The company also shared details of the top bots attempting to scrape data, which includes bots allegedly managed by ByteDance, Amazon, Anthropic and OpenAI.
As bots continue to scrape the internet to help train AI models, Cloudflare has released a new tool to let customers block all bots at once.
The tool aims to tackle scraping – the process of extracting content and data from websites. This practice has become more common with the rise of generative AI. Another issue highlighted by Cloudflare is web crawling – bots that roam the web to index content from various sites.
Cloudflare announced an option to let its customers block certain types of bots last year, but this new tool lets users block all bot types at once.
The company also performed an analysis of its traffic to monitor the prevalence of scraping bots and claimed the value of “original content in bulk has never been higher”.
“While our analysis identified the most popular crawlers in terms of request volume and number of internet properties accessed, many customers are likely not aware of the more popular AI crawlers actively crawling their sites,” Cloudflare said in a blogpost.
The IT giant also warned that not all AI companies are being transparent about their data scraping practices. Cloudflare claims it spotted bot operators attempting to appear as though they are “a real browser by using a spoofed user agent”.

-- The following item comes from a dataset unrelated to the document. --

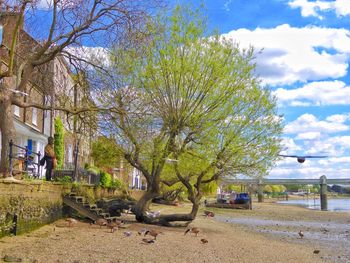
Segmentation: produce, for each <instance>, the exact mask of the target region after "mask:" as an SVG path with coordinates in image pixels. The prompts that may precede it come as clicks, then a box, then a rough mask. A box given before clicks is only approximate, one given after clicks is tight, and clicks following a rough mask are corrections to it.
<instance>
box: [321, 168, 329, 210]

“We will continue to keep watch and add more bot blocks to our AI scrapers and crawlers rule and evolve our machine learning models to help keep the internet a place where content creators can thrive,” Cloudflare said.
The biggest bots
Cloudflare shared insights about some of the most prominent AI bots scraping its network. The company claims to be connected to around 20pc of the web.
The company said the top AI crawler bots making requests to Cloudflare sites are Bytespider, Amazonbot, ClaudeBot, and GPTBot. Cloudflare claimed these bots are being used to train AI models for ByteDance, Amazon, Anthropic and OpenAI respectively.
Bytespider, GPTBot and ClaudeBot were the top three bots when it comes to the share of websites accessed, according to the Cloudflare data.
Data scraping has been a concern for various sectors recently with the growth of generative AI. In May, Sony Music Group wrote to more than 700 tech companies asking them to refrain from using its content to train AI models.